Fui perseverante cuidando las plantas. El hijo del ganadero también lo fue. La buscó insistentemente. Hace un rato le envíe sus cosas, antes de regar las plantas. Me pidió que no enviara nada que hubiéramos comprado entre los dos, ninguna foto juntos. Que era muy duro para ella tomar la decisión. Sin embargo, la tomó. No ahora. Desde antes, desde que aceptó esas flores. Poco antes de eso ella debió presentir el peligro, porque insistió en tomar un vuelo hacia España, hacer cuarentena ahí y entonces volar a Italia, para celebrar juntos mi cumpleaños. No quise.
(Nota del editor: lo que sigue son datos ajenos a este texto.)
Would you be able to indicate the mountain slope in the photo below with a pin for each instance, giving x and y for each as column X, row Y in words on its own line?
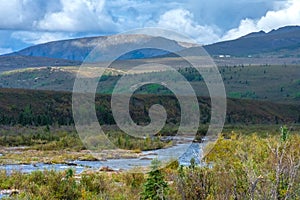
column 12, row 62
column 283, row 42
column 78, row 49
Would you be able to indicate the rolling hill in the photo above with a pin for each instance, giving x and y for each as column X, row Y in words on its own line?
column 283, row 42
column 49, row 107
column 78, row 49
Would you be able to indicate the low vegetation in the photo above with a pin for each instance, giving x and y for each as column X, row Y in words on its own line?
column 240, row 166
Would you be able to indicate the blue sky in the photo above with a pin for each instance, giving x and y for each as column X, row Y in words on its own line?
column 27, row 22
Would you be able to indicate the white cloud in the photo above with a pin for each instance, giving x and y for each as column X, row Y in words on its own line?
column 39, row 37
column 182, row 20
column 289, row 14
column 5, row 50
column 78, row 16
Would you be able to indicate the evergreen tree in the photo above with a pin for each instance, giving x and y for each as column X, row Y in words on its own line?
column 155, row 188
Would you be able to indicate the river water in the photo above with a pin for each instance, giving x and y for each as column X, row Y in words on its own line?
column 191, row 150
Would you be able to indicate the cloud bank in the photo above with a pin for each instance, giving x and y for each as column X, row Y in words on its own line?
column 37, row 21
column 287, row 16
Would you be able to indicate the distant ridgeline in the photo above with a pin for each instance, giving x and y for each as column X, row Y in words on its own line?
column 33, row 107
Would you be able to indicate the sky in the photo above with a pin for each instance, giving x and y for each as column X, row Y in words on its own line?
column 24, row 23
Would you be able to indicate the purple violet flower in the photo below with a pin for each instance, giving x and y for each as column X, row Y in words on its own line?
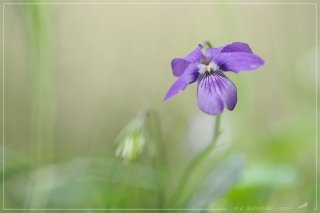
column 215, row 90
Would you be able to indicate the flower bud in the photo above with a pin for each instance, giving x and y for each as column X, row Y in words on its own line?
column 133, row 140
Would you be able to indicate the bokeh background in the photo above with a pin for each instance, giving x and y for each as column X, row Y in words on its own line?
column 76, row 74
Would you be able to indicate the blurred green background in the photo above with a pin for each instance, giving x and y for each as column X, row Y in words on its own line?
column 76, row 74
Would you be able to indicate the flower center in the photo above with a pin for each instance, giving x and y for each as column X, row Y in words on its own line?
column 208, row 67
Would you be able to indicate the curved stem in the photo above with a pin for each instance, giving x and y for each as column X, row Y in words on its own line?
column 198, row 162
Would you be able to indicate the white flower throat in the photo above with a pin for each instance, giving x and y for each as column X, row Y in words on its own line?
column 208, row 67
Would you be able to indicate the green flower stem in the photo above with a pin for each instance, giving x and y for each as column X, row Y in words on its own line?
column 196, row 164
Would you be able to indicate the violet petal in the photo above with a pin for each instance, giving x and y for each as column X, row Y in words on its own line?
column 215, row 92
column 234, row 47
column 179, row 65
column 188, row 77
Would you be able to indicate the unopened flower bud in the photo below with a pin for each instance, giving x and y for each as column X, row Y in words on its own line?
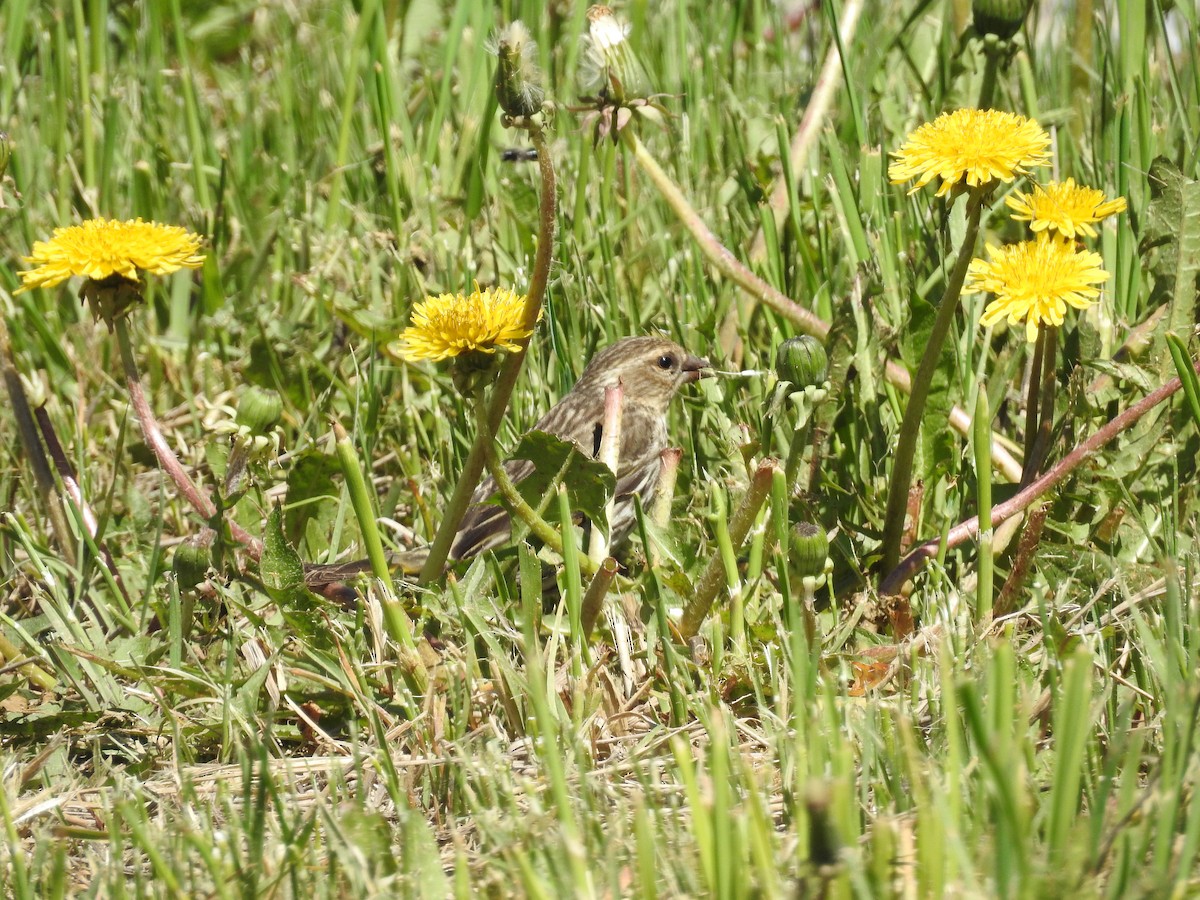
column 517, row 81
column 259, row 409
column 1002, row 18
column 810, row 550
column 803, row 361
column 191, row 563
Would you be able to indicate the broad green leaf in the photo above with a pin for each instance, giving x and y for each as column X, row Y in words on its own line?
column 1173, row 229
column 589, row 483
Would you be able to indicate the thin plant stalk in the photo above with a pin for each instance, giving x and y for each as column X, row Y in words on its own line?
column 985, row 575
column 1032, row 401
column 701, row 603
column 823, row 89
column 593, row 598
column 162, row 451
column 1047, row 387
column 507, row 379
column 727, row 264
column 970, row 528
column 394, row 617
column 87, row 515
column 27, row 432
column 910, row 426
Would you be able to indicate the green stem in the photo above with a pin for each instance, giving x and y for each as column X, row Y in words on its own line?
column 910, row 426
column 990, row 70
column 505, row 382
column 723, row 259
column 1048, row 388
column 11, row 654
column 27, row 432
column 593, row 600
column 394, row 617
column 1032, row 399
column 983, row 487
column 697, row 609
column 1026, row 496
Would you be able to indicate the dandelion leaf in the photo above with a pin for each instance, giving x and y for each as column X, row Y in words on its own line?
column 1170, row 247
column 282, row 574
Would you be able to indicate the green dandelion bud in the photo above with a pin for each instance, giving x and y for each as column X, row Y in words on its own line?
column 517, row 79
column 191, row 564
column 1002, row 18
column 259, row 411
column 803, row 361
column 810, row 550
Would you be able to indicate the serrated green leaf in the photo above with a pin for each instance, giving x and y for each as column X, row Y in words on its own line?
column 1187, row 375
column 589, row 483
column 312, row 495
column 282, row 573
column 1173, row 229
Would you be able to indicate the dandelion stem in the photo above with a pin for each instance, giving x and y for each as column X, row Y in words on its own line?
column 808, row 322
column 1024, row 498
column 394, row 617
column 697, row 609
column 983, row 493
column 910, row 426
column 1032, row 400
column 1047, row 385
column 507, row 379
column 31, row 445
column 162, row 451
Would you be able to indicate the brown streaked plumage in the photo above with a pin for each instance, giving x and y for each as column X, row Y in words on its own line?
column 651, row 370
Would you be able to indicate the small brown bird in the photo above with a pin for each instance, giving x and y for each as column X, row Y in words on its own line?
column 651, row 370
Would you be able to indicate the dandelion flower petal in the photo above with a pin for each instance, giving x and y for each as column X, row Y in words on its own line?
column 100, row 249
column 450, row 324
column 1036, row 281
column 972, row 147
column 1066, row 208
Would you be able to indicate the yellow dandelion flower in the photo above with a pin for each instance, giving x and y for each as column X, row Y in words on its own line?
column 101, row 249
column 1036, row 281
column 450, row 324
column 972, row 147
column 1066, row 208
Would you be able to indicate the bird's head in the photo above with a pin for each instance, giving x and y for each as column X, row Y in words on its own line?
column 649, row 369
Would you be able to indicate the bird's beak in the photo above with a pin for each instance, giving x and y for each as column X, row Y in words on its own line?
column 696, row 367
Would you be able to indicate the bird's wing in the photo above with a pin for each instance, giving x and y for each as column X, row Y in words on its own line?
column 486, row 526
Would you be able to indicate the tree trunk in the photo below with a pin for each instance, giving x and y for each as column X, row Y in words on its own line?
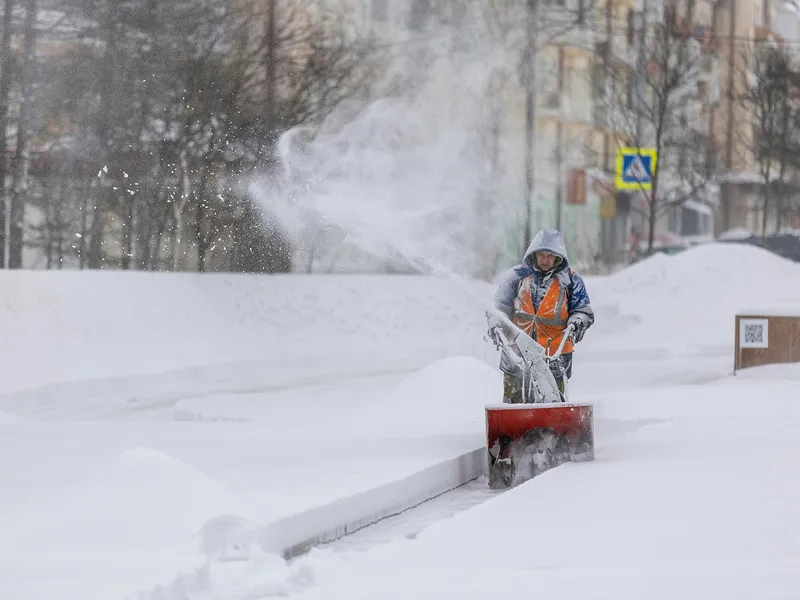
column 20, row 185
column 5, row 91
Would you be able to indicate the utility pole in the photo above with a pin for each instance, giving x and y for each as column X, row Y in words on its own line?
column 270, row 28
column 529, row 82
column 640, row 71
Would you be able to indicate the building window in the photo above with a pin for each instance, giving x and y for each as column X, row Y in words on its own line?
column 380, row 10
column 420, row 11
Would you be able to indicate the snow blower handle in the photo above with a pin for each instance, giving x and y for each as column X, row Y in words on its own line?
column 567, row 333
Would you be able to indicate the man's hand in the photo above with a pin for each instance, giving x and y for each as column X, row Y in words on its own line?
column 580, row 323
column 494, row 322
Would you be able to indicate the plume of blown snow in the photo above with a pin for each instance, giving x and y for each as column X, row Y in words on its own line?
column 409, row 178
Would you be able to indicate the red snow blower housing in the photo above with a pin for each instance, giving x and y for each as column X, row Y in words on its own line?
column 524, row 440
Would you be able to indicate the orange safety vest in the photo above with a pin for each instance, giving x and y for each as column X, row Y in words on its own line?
column 548, row 325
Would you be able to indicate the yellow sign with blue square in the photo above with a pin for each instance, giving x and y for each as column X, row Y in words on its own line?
column 635, row 168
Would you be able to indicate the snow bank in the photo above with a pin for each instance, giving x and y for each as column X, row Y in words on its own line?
column 697, row 504
column 67, row 325
column 686, row 303
column 452, row 390
column 133, row 520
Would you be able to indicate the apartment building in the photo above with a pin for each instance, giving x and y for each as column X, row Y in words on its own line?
column 739, row 25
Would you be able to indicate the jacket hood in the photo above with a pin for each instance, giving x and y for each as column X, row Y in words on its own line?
column 550, row 240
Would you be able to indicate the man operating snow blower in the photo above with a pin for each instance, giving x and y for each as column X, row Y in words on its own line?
column 544, row 297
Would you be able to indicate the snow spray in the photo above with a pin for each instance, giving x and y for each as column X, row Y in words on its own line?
column 408, row 177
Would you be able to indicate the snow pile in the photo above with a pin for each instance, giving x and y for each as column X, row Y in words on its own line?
column 67, row 326
column 661, row 513
column 453, row 391
column 687, row 302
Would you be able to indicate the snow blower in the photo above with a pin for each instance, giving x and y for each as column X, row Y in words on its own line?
column 544, row 431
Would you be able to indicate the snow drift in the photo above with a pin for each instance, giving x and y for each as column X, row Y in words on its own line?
column 67, row 326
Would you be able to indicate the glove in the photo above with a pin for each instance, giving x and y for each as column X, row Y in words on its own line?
column 580, row 323
column 494, row 323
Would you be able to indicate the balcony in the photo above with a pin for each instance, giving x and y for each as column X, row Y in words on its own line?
column 559, row 27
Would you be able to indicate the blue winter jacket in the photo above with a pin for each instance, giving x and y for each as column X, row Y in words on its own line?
column 577, row 296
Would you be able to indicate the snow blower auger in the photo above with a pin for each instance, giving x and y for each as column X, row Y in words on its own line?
column 525, row 440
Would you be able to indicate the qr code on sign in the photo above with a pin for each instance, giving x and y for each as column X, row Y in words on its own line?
column 754, row 334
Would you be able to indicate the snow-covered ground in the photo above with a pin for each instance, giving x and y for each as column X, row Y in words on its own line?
column 170, row 402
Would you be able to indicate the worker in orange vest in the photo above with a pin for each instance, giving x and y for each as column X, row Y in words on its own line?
column 542, row 296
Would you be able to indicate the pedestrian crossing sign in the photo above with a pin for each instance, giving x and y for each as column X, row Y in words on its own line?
column 635, row 168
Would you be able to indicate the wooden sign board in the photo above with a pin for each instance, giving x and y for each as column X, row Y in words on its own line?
column 766, row 340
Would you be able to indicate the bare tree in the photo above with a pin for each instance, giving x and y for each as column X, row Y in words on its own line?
column 670, row 113
column 775, row 144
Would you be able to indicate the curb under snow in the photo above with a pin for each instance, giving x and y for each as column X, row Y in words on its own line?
column 299, row 533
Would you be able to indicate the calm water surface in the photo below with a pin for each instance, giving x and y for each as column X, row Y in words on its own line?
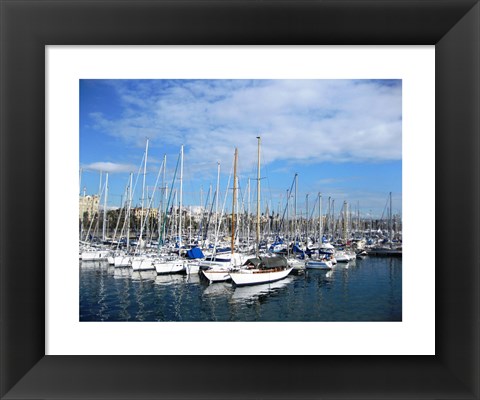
column 366, row 290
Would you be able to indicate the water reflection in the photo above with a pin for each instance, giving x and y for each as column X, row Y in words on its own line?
column 366, row 290
column 254, row 292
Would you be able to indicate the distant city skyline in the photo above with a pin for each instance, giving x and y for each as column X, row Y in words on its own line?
column 342, row 137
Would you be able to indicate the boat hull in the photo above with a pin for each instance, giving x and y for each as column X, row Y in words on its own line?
column 219, row 275
column 95, row 255
column 254, row 277
column 169, row 267
column 319, row 265
column 142, row 264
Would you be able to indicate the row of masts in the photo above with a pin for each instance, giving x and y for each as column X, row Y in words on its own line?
column 297, row 226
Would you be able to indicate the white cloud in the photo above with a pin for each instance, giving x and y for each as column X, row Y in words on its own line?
column 109, row 167
column 299, row 120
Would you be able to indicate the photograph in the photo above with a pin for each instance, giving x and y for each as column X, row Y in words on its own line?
column 238, row 200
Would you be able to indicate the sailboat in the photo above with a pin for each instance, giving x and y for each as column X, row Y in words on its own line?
column 175, row 264
column 260, row 269
column 219, row 268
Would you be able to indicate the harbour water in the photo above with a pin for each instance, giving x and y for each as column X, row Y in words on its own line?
column 368, row 289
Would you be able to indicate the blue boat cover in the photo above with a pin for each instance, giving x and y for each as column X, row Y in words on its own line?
column 195, row 252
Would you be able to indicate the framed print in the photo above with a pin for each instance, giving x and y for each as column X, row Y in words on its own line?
column 28, row 371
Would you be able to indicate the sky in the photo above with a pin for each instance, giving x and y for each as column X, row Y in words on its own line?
column 343, row 139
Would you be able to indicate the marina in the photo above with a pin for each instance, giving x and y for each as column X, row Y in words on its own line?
column 240, row 242
column 368, row 289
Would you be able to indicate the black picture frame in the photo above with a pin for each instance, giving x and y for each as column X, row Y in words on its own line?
column 453, row 26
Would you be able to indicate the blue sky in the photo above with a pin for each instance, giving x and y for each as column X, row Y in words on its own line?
column 342, row 137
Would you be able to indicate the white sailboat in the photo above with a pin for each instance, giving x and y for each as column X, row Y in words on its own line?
column 261, row 269
column 219, row 267
column 173, row 265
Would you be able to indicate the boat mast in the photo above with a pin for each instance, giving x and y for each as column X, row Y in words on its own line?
column 295, row 209
column 234, row 199
column 143, row 189
column 180, row 200
column 129, row 208
column 248, row 215
column 319, row 219
column 258, row 198
column 105, row 207
column 390, row 221
column 306, row 218
column 217, row 193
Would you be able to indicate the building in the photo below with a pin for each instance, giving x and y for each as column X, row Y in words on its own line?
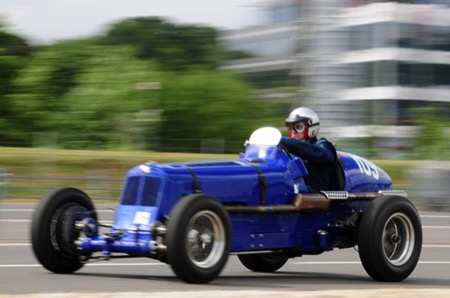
column 363, row 65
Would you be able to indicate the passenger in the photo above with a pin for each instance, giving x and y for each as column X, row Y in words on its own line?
column 319, row 155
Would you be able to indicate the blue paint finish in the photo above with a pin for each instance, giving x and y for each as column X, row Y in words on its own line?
column 238, row 183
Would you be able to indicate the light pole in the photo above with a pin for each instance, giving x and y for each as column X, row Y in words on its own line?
column 149, row 116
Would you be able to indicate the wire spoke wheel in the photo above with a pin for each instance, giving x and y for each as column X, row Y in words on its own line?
column 205, row 241
column 398, row 239
column 390, row 238
column 198, row 238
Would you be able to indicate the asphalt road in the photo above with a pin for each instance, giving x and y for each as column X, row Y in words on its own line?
column 338, row 271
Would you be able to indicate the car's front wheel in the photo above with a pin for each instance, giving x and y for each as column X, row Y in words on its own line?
column 53, row 229
column 390, row 238
column 198, row 238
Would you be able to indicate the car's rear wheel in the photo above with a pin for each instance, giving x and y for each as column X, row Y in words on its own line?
column 53, row 229
column 390, row 238
column 263, row 262
column 198, row 238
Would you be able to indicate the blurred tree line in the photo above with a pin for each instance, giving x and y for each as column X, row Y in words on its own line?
column 145, row 83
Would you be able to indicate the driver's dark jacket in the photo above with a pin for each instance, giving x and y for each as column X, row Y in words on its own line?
column 320, row 159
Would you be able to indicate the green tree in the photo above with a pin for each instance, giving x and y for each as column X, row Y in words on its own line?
column 13, row 54
column 101, row 110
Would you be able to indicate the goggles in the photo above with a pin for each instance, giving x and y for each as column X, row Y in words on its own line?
column 298, row 127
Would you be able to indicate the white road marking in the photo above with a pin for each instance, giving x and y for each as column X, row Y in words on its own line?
column 163, row 264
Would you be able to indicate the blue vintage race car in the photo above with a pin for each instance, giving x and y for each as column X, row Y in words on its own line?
column 193, row 215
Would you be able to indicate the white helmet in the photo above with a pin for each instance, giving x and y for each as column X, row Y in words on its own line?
column 304, row 117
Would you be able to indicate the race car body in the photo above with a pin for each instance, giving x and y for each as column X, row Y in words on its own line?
column 193, row 215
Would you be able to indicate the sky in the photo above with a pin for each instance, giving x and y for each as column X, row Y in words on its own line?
column 46, row 21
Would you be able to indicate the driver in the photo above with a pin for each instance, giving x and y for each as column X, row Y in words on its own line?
column 319, row 155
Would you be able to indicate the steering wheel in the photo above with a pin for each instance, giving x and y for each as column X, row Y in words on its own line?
column 283, row 148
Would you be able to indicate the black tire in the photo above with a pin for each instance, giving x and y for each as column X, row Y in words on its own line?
column 390, row 238
column 53, row 229
column 198, row 238
column 263, row 262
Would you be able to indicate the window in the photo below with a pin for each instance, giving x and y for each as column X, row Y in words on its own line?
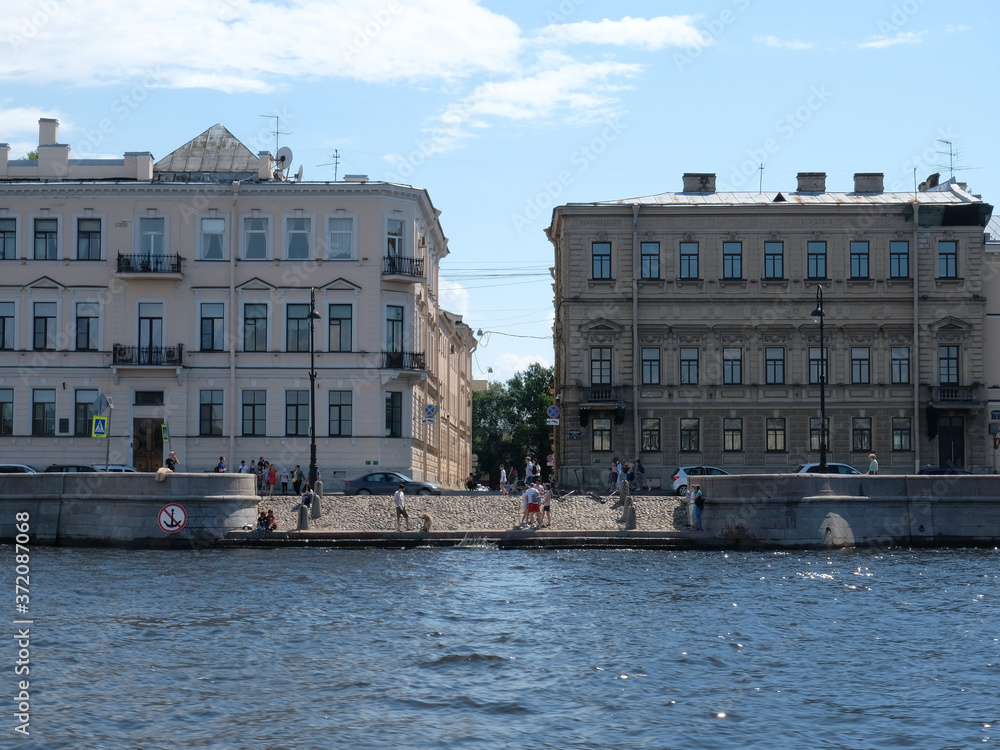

Celebraríamos cuando fuera seguro viajar para ella. Quería protegerla. Luego se volvió apática para hablar del retorno, y se le veía más bonita. Ya no tenía la mirada nublada de las primeras citas, y noté las flores a sus espaldas durante las videollamadas. Salí a regar el jardín del condominio. Ya no se escuchaban las chicharras que me aturdían durante el verano. La humedad paduana se había retirado y el calor se había extinguido. Todo era lento y monótono. Entré al departamento cuando terminé de regar. Me senté a la mesa. Tenía una cita. Tomé un lápiz, acerqué las carnívoras y comencé a tentar sus cilios, jugando a escapar de sus trampas. Nos quedaban horas, días, meses de aislamiento por delante.